Dal Nord al Sud crescono le disuguaglianze in prevenzione e vaccinazioni. Dal Congresso degli igienisti l’appello a una nuova visione per un SSN più giusto e sostenibile.
Sono oltre 1500 gli iscritti – professionisti che lavorano nei Dipartimenti di Prevenzione, nelle direzioni sanitarie, nei presidi ospedalieri, nei distretti socio-sanitari, all’interno del Ministero della Salute, nei suoi organi periferici e negli assessorati regionali – riuniti a Bologna, per il 58° Congresso Nazionale della Società Italiana d’Igiene, Medicina Preventiva e Sanità Pubblica (SItI) dal titolo “La Sanità pubblica a garanzia dell’equità sociale”.
Il Congresso è entrato subito nel vivo con un incontro dal titolo “Trasformazioni del Servizio sanitario: visioni per l’Italia e sguardi dal mondo”, condotto dal Presidente SItI Dr. Enrico Di Rosa.
“Diversi rapporti indicano che, in Italia, crescono le differenze negli indicatori di prevenzione tra le diverse regioni, con effetti diretti sulla durata e sulla qualità della vita – afferma il Prof.
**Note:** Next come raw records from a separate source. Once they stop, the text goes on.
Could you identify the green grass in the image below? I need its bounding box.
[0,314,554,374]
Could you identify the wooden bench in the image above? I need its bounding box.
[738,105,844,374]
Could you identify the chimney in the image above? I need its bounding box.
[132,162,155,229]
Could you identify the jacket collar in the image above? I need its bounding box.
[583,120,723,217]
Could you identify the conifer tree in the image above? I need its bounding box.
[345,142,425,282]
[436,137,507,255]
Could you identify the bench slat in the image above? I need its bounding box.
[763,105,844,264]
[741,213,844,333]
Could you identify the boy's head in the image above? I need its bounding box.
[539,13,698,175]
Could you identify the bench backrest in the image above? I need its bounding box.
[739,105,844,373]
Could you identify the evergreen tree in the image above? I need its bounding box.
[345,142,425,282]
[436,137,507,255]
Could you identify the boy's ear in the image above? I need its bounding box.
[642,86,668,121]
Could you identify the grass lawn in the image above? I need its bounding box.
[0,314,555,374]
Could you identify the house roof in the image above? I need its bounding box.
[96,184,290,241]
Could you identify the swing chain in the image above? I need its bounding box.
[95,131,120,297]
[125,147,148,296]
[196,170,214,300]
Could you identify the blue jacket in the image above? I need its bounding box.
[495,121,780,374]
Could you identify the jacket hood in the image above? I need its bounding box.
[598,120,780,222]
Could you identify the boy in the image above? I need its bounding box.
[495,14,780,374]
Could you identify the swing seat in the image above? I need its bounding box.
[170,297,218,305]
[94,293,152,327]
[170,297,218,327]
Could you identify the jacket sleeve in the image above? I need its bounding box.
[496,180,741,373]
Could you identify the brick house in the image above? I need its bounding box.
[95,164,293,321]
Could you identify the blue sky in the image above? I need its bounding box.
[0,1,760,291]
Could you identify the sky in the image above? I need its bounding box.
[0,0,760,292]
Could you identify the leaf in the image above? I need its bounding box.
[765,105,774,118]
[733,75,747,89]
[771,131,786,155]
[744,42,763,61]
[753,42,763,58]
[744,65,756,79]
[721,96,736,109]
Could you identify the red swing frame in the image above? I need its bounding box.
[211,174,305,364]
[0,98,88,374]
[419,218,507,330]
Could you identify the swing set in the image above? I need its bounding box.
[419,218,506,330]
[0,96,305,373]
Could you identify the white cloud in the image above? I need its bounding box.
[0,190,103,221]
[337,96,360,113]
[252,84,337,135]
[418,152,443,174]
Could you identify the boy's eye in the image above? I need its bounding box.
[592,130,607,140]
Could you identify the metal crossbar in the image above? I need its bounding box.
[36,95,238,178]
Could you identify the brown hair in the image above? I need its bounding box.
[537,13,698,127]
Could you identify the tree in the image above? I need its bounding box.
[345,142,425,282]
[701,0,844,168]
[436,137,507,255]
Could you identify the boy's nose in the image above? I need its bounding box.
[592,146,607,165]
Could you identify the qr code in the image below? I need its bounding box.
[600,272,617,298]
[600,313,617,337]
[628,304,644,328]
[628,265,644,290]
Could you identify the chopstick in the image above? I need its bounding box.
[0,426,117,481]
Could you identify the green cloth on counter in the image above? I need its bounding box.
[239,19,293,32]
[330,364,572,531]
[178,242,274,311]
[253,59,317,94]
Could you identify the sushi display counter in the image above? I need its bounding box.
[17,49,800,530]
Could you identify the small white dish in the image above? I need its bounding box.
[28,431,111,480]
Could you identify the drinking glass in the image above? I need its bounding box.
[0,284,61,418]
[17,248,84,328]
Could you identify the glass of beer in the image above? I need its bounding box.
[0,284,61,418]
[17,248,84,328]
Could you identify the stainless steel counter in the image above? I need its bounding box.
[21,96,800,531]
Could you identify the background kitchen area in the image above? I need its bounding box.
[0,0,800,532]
Carlo Signorelli, Prof. Ord. Igiene presso Università San Raffaele Milano – Dalla cattiva alimentazione alla sedentarietà, fino al consumo di fumo e alcol, i comportamenti a rischio si sommano alle diseguaglianze nelle adesioni ai programmi di screening e vaccinazione. Alcuni dati sono emblematici, fra cui la partecipazione allo screening del tumore del colon-retto che supera il 50% nelle regioni più virtuose ma resta attorno al 20% in molte aree del Centro e del Sud; la copertura vaccinale HPV in adolescenza raggiunge oltre l’80% in Lombardia, ma solo il 23% in Sicilia. Differenze così marcate sono inaccettabili e impongono interventi energici. È necessario verificare le modalità di chiamata attiva da parte dei Dipartimenti di Prevenzione delle AUSL, colmare la discrasia tra obiettivi, azioni e risultati, attuare le politiche ‘Health in all policies’, rafforzare le campagne di educazione sanitaria e fissare obiettivi specifici di prevenzione ai direttori generali delle ASL che in alcune regioni hanno dato eccellenti risultati”.
I relatori Prof.ssa Roberta Siliquini, Prof. Walter Ricciardi, Prof. Carlo Signorelli e Dr.ssa Francesca Russo hanno discusso sulla strada che il Servizio Sanitario Nazionale dovrà al più presto intraprendere e su come possa essere migliorato mettendolo a confronto con quello di altri Paesi sviluppati come Cina, Australia, Francia e Regno Unito. Fondamentale sarà non solo riorganizzare gli Ospedali, ma anche investire su Salute territoriale, prevenzione, integrazione socio-sanitaria e nuove competenze professionali.
“Il nostro Servizio Sanitario Nazionale è a un bivio. L’invecchiamento della popolazione, l’aumento delle malattie croniche e la carenza di personale stanno mettendo alla prova un modello costruito oltre quarant’anni fa – afferma Walter Ricciardi, Prof. Igiene presso l’Università Cattolica del Sacro Cuore – Serve una nuova visione capace di unire prossimità, innovazione e sostenibilità. Le trasformazioni sono già in corso: in Cina, India e Australia la Sanità pubblica si sta digitalizzando rapidamente grazie all’uso dell’Intelligenza Artificiale e delle piattaforme di telemedicina che raggiungono anche le aree rurali. Anche in Europa si sperimentano nuovi modelli: la Sanità di prossimità in Francia, le reti integrate di comunità nel Regno Unito, la digitalizzazione dei servizi in Estonia, i modelli di ‘value-based care’ in Scandinavia. Queste esperienze mostrano come sia possibile unire efficienza, qualità e attenzione alla persona. Per l’Italia, la lezione è chiara: non basta aggiustare l’esistente, serve ripensare la Sanità come infrastruttura sociale e digitale. La transizione non può limitarsi alla riorganizzazione ospedaliera: occorre investire su salute territoriale, prevenzione, integrazione socio-sanitaria e nuove competenze professionali. Le cooperative, il terzo settore e le comunità locali possono essere protagonisti di questa trasformazione, favorendo equità, partecipazione e prossimità. Guardare al mondo per immaginare il futuro del nostro Servizio Sanitario significa non solo copiare modelli, ma costruire una visione italiana della salute del XXI Secolo: più giusta, più digitale, più umana. Non lo stiamo facendo”.